Quizá Diego necesitaba un mezcladero de lenguas, de razas y de clases. Un país para amar en otra lengua. La lengua de Freud. La de Thomas Mann. La de Stefan Zweig. La de Wenders en Las alas del deseo. La lengua de la ruptura. De la más manifiesta de todas las exogamias. Diego, sus hermanitos y yo nos hemos separado muchas veces. Ésta es distinta. Más definitiva. Es “la ley de la vida”. Separarse. “Si los hijos traen alas, es para volar”. Lo sé. ¿No lo hice yo misma? Y sin embargo. Qué de ambivalencias. La maternidad. Un hijo nace. Y para una madre comienza en el instante mismo. Su interminable —en relación con el hijo— proceso civilizatorio. Controlar los propios excesos. Y la maternidad es una historia de pasión en exceso.

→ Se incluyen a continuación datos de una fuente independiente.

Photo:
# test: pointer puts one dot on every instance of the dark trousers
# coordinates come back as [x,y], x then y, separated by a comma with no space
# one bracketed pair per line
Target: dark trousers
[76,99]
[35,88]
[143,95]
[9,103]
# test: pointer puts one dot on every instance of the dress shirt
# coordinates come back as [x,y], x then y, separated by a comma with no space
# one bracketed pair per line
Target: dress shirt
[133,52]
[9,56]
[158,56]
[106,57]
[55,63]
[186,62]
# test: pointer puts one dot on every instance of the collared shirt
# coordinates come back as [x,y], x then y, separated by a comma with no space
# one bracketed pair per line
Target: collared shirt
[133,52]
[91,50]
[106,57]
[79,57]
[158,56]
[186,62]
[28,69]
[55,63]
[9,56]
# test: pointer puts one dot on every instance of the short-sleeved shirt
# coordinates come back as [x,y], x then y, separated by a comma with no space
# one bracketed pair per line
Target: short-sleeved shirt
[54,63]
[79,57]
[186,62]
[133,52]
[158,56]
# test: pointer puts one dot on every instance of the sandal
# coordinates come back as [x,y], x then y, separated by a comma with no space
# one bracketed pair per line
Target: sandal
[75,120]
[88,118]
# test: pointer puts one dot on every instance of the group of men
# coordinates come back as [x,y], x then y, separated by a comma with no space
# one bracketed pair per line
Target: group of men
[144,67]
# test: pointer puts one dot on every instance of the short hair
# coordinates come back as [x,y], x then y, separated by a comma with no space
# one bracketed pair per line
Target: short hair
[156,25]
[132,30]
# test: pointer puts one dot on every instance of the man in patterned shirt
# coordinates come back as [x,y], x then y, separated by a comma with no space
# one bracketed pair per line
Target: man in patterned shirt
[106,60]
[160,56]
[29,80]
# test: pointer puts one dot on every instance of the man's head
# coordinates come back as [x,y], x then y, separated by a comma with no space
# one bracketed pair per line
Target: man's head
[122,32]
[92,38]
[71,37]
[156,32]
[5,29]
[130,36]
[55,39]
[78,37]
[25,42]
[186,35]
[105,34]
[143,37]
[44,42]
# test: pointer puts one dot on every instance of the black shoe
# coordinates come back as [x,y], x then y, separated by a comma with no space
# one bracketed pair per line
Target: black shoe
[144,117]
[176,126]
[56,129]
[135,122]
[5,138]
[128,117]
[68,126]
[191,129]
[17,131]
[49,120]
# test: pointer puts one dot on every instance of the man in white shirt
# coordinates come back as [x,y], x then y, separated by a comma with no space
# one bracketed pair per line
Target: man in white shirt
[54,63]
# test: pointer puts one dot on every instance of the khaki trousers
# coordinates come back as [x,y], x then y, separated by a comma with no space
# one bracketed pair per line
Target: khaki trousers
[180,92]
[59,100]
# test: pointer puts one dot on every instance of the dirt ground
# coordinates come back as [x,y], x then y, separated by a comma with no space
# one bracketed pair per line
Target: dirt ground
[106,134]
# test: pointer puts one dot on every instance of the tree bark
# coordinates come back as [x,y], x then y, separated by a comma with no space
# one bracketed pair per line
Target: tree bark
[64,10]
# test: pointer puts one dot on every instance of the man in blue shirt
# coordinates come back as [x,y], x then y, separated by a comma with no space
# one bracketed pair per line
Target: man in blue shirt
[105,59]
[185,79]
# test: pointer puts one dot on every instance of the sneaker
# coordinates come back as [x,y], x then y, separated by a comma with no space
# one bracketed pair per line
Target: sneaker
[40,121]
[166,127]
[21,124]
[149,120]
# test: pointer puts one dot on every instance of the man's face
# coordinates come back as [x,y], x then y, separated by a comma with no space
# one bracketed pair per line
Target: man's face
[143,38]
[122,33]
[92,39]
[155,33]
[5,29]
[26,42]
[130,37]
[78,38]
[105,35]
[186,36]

Esta partida. En sus dos sentidos. Parte/me parte. Esta partida del hijo y del hermano mayor nos deja contentos por él. Y ligeramente desbrujulados. Nos ha dado por hablar del pasado. Sus infancias. Medio tristes y memoriosos. Mi Santi se acordó del lagarto que vivía debajo de sus camas cuando eran niños. Lo paseábamos con un cordelito. Los niños —chiquitos— fueron a visitar a sus abuelitos a Tabasco. Cuando llamé, le pregunté a Sebastián si había ido a conocer a la lagarta Papillona en el museo de La Venta. Se reía a carcajadas. “Mamá, los lagartos no existen, tú los inventas”. Para una tabasqueña. Casi me dio un infarto. “Claro que existen. Hay uno allí a dos cuadras”. “Mamá, ya crecí, ya sé que los lagartos son animales imaginarios, como los unicornios y los pegasos”. El viaje del hermano mayor. Nos desató memorias e imaginarios. El viaje del hermano mayor con Rayuela, y dos ¿tres? generaciones (de las detectadas) de imaginarios impresos en un libro y bajo el brazo.
El proceso civilizatorio de la maternidad. Ruda tarea. Diego no está. Ya es un adulto. Ajá. Repito despacito y en susurros la fórmula mágica de sus infancias: “Buenas noches, mi lagartijo Diego. Buenas noches, mi lagartijo Santi. Buenas noches, mi lagartijo Chevy. Buenas noches, mis principitos lacandones y sus mascotas”.